# Java man or Toelke



## Edizkan (Jan 3, 2011)

Hey stick shooters;

I am considering to order a new bow and debating between the two. I own a Toelke Chinook and love it. Excellent grip, smooth, quite and blazing fast. Everyrhing you can ask in a bow. So I was thinking of ordering a bolt takedown version of the Chinook with heavier wood combos but then I've been reading a lot of good reviews about the Java man archery bows and the Tanjavur recurve caught my attention. I am thorn between the thrill of a new bow vs a version of my current one, and the fear of a new bow vs the version of my current one. I know it might be a stretch to ask what you guys think between the two - Toelke Chinook vs Java man Tanjavuk, but if by any chance you owned the two, any suggestion would be appreciated. 
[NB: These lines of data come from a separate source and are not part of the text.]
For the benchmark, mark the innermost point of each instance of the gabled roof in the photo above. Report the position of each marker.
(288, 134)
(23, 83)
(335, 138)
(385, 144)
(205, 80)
Just a reminder - a little kitten dies each time you suggest me an ILF bow.


----------



## JParanee (Oct 13, 2009)

I'm not a reflex deflex longbow guy but I've seen them all and shot most and if I were looking for such a bow with out hesitation it would be a Centaur


----------



## Yooper-travler (Feb 28, 2011)

Edizkan said:


> Hey stick shooters;
> 
> I am considering to order a new bow and debating between the two. I own a Toelke Chinook and love it. Excellent grip, smooth, quite and blazing fast. Everyrhing you can ask in a bow. So I was thinking of ordering a bolt takedown version of the Chinook with heavier wood combos but then I've been reading a lot of good reviews about the Java man archery bows and the Tanjavur recurve caught my attention. I am thorn between the thrill of a new bow vs a version of my current one, and the fear of a new bow vs the version of my current one. I know it might be a stretch to ask what you guys think between the two - Toelke Chinook vs Java man Tanjavuk, but if by any chance you owned the two, any suggestion would be appreciated.
> 
> Just a reminder - a little kitten dies each time you suggest me an ILF bow.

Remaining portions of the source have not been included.